La coïncidence ne pouvait être plus parlante. Alors que le sommet russo-américain s'annonçait déjà difficile pour deux présidents mis à mal, il se déroule en outre sur fond de sérieuse tourmente financière. Comme pour mieux mettre en relief la vacuité d'un exercice qui a fait tout au plus office de pantalonnade.

D'un côté, une crise économique qui donne, à tort ou à raison, le sentiment de vouloir s'étendre pour de bon.
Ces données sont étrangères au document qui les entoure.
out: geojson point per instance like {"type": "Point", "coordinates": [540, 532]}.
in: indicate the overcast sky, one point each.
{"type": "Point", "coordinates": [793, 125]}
Pour être connu, le mécanisme n'en dégage pas moins un goût persistant d'incompréhensible. Renversant nombre de pays sur son passage, déstabilisant des régions entières, la menace a fini par se faufiler jusqu'à la bourse de Wall Street, comme pour se nicher là où elle serait le plus visible: dans cette sorte d'indicateur de la confiance que l'économie mondiale s'attribue à elle-même.

Depuis qu'il a pris sa source en Thaïlande il y a un peu plus d'un an, le phénomène n'a cessé, en grossissant, de renforcer le sentiment qu'aucun outil international de régulation n'est disponible pour le contrer efficacement. Un sentiment aggravé par le fait que l'instrument tout désigné pour jouer ce rôle, le FMI, a tenté de sauver la Russie à coups de milliards de dollars sans le moindre succès.

Et que, par faute de moyens ou de volonté, ce même FMI semble désormais peu disposé à répéter pareille opération de sauvetage pour tout autre pays jugé de moindre importance.

Or, de l'autre côté, voilà que ce qui apparaît presque comme la caricature d'une mondialisation économique mal digérée coïncide dans le temps avec une autre caricature, encore plus grossière: celle qui a été offerte hier à Moscou, lors d'un sommet qui était censé réunir ce que la planète connaît de plus puissant en matière d'autorité politique. En guise de rencontre des deux Grands, on n'a assisté qu'à celle de deux hommes qui, pour des raisons certes difficilement comparables, n'en sont pas moins devenus tous deux l'ombre bien pâle d'eux-mêmes.

Si, indépendamment de la personne de Bill Clinton, la fonction présidentielle américaine n'apparaît pas encore aussi dévaluée que son équivalent russe, elle n'inspire cependant aujourd'hui guère plus de confiance que le FMI ou que tous les autres organismes financiers internationaux réunis. Ajouté à celui des autorités politiques japonaises, qui donnent l'impression de s'être effondrées sous leur propre poids, ou encore à celui du chancelier allemand, absent pour cause d'élections imminentes, ce double affaiblissement présidentiel a fini de donner hier un étrange sentiment de vide. Loin de répondre par une présence forte et rassurante à ce qui est perçu comme la face la plus menaçante de la mondialisation de l'économie, la politique ne fait ainsi que renforcer une impression d'impuissance mondialement partagée.

Pour parachever le tout, ces incertitudes sont encore aggravées par un autre facteur, sous-jacent depuis quelques jours: en lançant des missiles sur des cibles lointaines présentées comme recelant de très graves risques de terrorisme, ce sont les Etats-Unis eux-mêmes qui ont répandu un sentiment d'inquiétude aussi sourde que planétaire. Autant que celle d'un krach mondial, la menace d'une mondialisation du terrorisme est sans doute largement exagérée. Toutes deux ont pourtant tout loisir de progresser dans l'espace laissé vacant par la politique.